Salí expulsado, casi como aquellos dibujitos de historietas; y me vi atravesando la calle con un par de cajas y una boleta para cobrar. Miré la dirección y como no entendí la caligrafía volví por indicaciones. Contra la Farmacia, mi antiguo y actual trabajo, una voz familiar surgida de una obra en construcción me obligó a detenerme: “Un hombre del pueblo de Neguá, en la costa de Colombia, pudo subir al alto cielo”, dijo en un discurso que me pareció ya escuchado. Traspuse un recinto de lo que seguramente sería el futuro living, lleno de escombros y polvo. El hueco de lo que sería otra puerta y la imagen de dos obreros justificaron el golpeteo de un cincel desprendiendo revoques.
“A la vuelta, contó. Dijo que había contemplado, desde allá arriba”… siguió la voz y la seguí. Estaba allí. En medio de un gran espacio donde la luz caía a plomo, blanca e hiriente. Su figura no proyectaba sombra alguna, ni siquiera la nariz en medio de esa cara calva que tantas veces había visto de lejos, pero que me resultaba familiar.
“¡Es Eduardo Galeano!” me dije apretando cada letra. A su lado un militar uniformado de fajina miraba la nada.
“El mundo es eso –reveló-. Un montón de gente, un mar de fueguitos”, recitaba Galeano sentado en un taburete diminuto con las manos atadas hacia delante, apoyadas sobre una mesa muy alta.
“Cada persona brilla con luz propia entre todas las demás. No hay dos fueguitos iguales”…
Tanteé mis bolsillos. “No tengo cámara fotográfica” me dije. “Estoy frente a la foto de mi vida, y no tengo cámara. ¡Ante la mejor nota que jamás escribiré y nadie podrá creerme porque no tengo una puta cámara fotográfica!... ¿Y para qué quiero una cámara de fotos si yo no sé escribir notas? Tengo que ir a entregar este pedido, pero tengo una cámara y quizá sea la nota de mi futura vida de periodista, no de repartidor de farmacia; del oficio que algún día aprenderé”.
Salí corriendo. Los obreros seguían picando pared, mientras Galeano insistía: “Hay gente de fuego sereno, que ni se entera del viento, y gente de fuego loco”…
“Una cámara” grité al salir y en la puerta de la Farmacia el gordo Mario no entendía nada. Estaba parado allí, eternamente joven y diáfano. Estuve tentado de abrazarlo, como se abraza a un amigo ausente o mejor dicho a un ser muy querido y recién resucitado, pero el gordo siempre fue medio homofóbico y no le habría gustado semejante escena.

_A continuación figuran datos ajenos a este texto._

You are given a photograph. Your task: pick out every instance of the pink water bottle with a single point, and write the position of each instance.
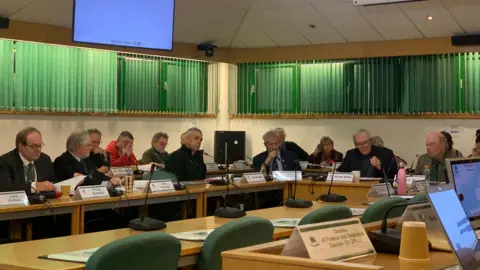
(401, 180)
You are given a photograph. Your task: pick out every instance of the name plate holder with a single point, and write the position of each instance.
(91, 192)
(14, 198)
(340, 177)
(379, 190)
(159, 186)
(339, 240)
(253, 178)
(287, 175)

Pasé a su lado corriendo con una agilidad inusitada, como si tuviera 20 quilos menos, y salí con mi cámara que parecía pesar como un tanque, que me retrasaba el regreso, aunque era extrachada y diminuta.

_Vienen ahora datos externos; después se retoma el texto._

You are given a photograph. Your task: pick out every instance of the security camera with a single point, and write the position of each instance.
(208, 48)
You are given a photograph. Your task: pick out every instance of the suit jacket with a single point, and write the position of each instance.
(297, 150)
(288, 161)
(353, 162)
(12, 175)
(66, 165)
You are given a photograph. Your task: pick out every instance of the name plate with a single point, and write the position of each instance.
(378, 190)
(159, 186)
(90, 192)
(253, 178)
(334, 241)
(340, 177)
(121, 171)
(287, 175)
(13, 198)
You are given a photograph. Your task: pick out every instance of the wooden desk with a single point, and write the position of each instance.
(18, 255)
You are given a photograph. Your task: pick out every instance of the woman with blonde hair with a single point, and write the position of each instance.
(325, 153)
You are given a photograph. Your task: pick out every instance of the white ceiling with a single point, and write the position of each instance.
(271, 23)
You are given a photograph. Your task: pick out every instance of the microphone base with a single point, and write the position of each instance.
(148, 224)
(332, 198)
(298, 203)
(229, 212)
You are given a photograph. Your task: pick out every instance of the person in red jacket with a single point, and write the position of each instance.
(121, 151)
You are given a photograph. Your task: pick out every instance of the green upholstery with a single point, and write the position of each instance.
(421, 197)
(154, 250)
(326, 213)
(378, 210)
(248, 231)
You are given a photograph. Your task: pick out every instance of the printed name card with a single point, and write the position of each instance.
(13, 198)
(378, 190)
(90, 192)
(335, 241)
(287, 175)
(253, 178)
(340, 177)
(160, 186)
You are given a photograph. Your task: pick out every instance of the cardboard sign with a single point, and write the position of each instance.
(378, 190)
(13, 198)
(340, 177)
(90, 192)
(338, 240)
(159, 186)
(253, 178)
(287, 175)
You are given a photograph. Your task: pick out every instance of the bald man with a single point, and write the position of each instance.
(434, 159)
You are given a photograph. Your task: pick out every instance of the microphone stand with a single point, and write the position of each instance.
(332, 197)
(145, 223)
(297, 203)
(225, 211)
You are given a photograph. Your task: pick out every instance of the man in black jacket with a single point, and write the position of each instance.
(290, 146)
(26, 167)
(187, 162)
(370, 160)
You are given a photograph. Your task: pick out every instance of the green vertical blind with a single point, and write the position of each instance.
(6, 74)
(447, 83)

Me metí levantando polvareda casi como el Speedy González que me acompañó las meriendas de la infancia en aquel televisor en blanco y negro que me ayudó a imaginar todos los colores.

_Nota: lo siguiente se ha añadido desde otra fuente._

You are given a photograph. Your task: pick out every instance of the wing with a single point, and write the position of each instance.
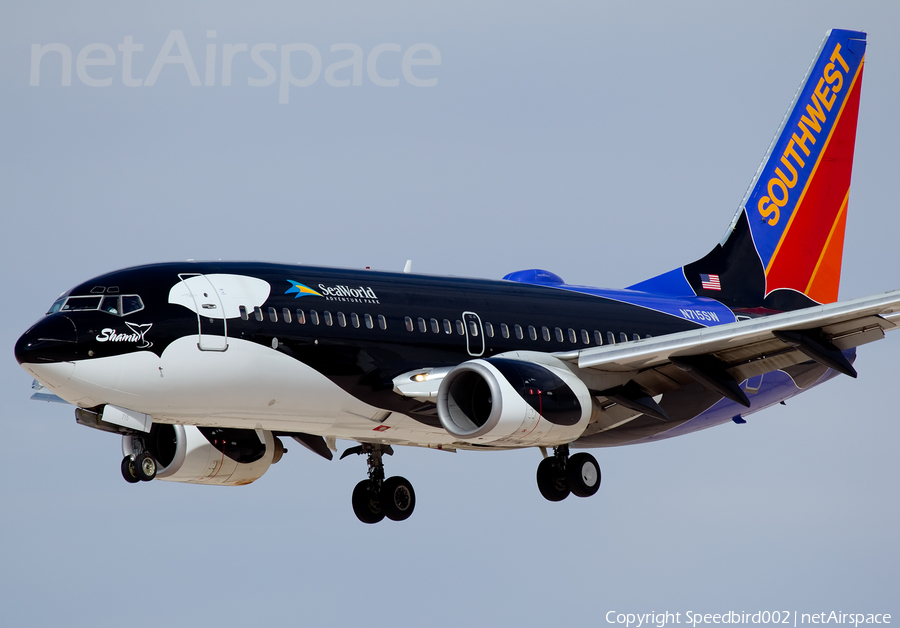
(632, 373)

En la obra en construcción no reparé si los obreros seguían con su cincel. En el amplio espacio iluminado solo quedaba la luz cayendo indolente, empeñándose a borrar las sombras. No había nada, ni una mota de polvo que recordara a Galeano recitando frente al milico. Nada bajo la luz que me dejó los ojos como un conejo enredado en las sábanas. En las sábanas que me mostraban que todo estaba ahí: la mesa de luz, el ropero y más allá la cocina.
A la tarde cuando en aquella conferencia que debía cubrir para mi crónica obligatoria en el periódico, en un escalofrío que me recorrió la espina dorsal. Eduardo Galeano leía por primera vez, y en exclusiva: “… pero otros arden la vida con tantas ganas que no se puede mirarlos sin parpadear, y quien se acerca, se enciende”.